The Smoking Gun, which specializes in unearthing material about criminal and legal matters, disclosed the Bush family’s personal correspondence in a story based on material it said it received from a hacker identified only as “Guccifer.” A predictable and near-instant tidal wave ensued, with the story and variations on it being linked, tweeted and otherwise disseminated quickly.
A predictable question might follow: Are there any standards left? From TMZ’s revelations about celebrities behaving badly to high school students’ test scores popping up on a local online forum, the titillating, the taboo and the personal all seem to be fair game for someone. It’s not just that information wants to be free — as the old formulation had it — nowadays, it can’t help not being that way.
The Smoking Gun’s story is ostensibly a report on the breach of electronic security surrounding the Bush family. The site reported that the hacked material included confidential lists of home addresses, cellphone numbers and e-mails for “dozens” of Bush family members, including both former presidents. It did not disclose the details of the lists.
But the site — founded in 1997 and owned by Time Warner — went further than merely describing how deeply the hacker had penetrated the family’s personal accounts.
The Smoking Gun published apparently private Bush family photos from the hacker’s cache, such as a shot of George H.W. Bush sitting up in his hospital bed in December (the photo was taken down a few hours after it appeared). It also quoted from e-mails that revealed deep family concerns about the elder Bush’s health, including one from George W. Bush seeking input from his relatives for a eulogy to his father.
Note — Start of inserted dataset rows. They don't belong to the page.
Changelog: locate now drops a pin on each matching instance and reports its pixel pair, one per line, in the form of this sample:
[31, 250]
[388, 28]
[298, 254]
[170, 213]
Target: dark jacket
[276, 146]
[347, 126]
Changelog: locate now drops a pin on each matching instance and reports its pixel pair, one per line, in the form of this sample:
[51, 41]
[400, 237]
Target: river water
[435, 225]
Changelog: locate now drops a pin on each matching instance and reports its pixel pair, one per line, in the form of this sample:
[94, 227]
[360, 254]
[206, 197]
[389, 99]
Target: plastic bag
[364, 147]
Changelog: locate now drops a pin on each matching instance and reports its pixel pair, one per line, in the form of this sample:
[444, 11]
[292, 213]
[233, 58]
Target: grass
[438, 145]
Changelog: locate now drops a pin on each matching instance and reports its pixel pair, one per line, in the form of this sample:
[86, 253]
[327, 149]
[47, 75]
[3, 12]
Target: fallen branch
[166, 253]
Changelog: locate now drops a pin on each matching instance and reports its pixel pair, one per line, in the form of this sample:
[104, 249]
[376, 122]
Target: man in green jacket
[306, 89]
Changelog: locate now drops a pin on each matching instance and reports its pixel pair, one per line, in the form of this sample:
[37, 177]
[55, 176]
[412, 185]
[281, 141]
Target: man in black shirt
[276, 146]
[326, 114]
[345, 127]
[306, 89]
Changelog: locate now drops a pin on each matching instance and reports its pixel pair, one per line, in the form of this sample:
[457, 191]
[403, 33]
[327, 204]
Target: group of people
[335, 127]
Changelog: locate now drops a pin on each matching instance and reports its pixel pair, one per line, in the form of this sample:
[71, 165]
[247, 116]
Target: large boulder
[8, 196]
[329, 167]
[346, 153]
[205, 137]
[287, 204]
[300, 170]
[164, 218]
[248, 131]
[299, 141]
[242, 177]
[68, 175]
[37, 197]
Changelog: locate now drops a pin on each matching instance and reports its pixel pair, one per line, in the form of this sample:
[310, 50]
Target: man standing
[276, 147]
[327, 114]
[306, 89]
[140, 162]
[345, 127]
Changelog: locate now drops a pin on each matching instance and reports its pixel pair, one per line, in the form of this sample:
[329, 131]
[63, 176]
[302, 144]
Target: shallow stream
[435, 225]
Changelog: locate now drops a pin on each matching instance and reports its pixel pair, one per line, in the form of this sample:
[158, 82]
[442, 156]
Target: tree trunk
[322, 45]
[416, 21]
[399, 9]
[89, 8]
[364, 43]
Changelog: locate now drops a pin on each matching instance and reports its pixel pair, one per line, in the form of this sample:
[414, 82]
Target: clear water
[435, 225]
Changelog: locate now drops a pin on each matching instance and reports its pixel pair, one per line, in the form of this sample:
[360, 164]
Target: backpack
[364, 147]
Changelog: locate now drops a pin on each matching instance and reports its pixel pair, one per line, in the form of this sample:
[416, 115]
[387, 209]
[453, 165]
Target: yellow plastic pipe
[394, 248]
Further, it posted images of paintings made by the younger Bush that he had sent to his sister Dorothy, including paintings of a man showering and one in a bathtub.
“We certainly thought hard about using some of the stuff,” said William Bastone, the site’s editor and co-founder, in an exchange of e-mails Friday. “The nature of the hack was so extensive and extraordinary — considering that two presidents had their e-mails illegally accessed — that we clearly thought it was newsworthy. We decided to use a tiny portion of the material that was illustrative of the nature of the various incursions and their seriousness.”
But ethics experts took a dimmer view. Even prominent people “enjoy some right of privacy,” said Richard Wald, a professor at Columbia University’s school of journalism and the former president of NBC News. “If the hack had revealed malefaction of a great nature, you’d say ‘Thank God they published it.’ But if it’s just [trivial], it injures the notion of civility.”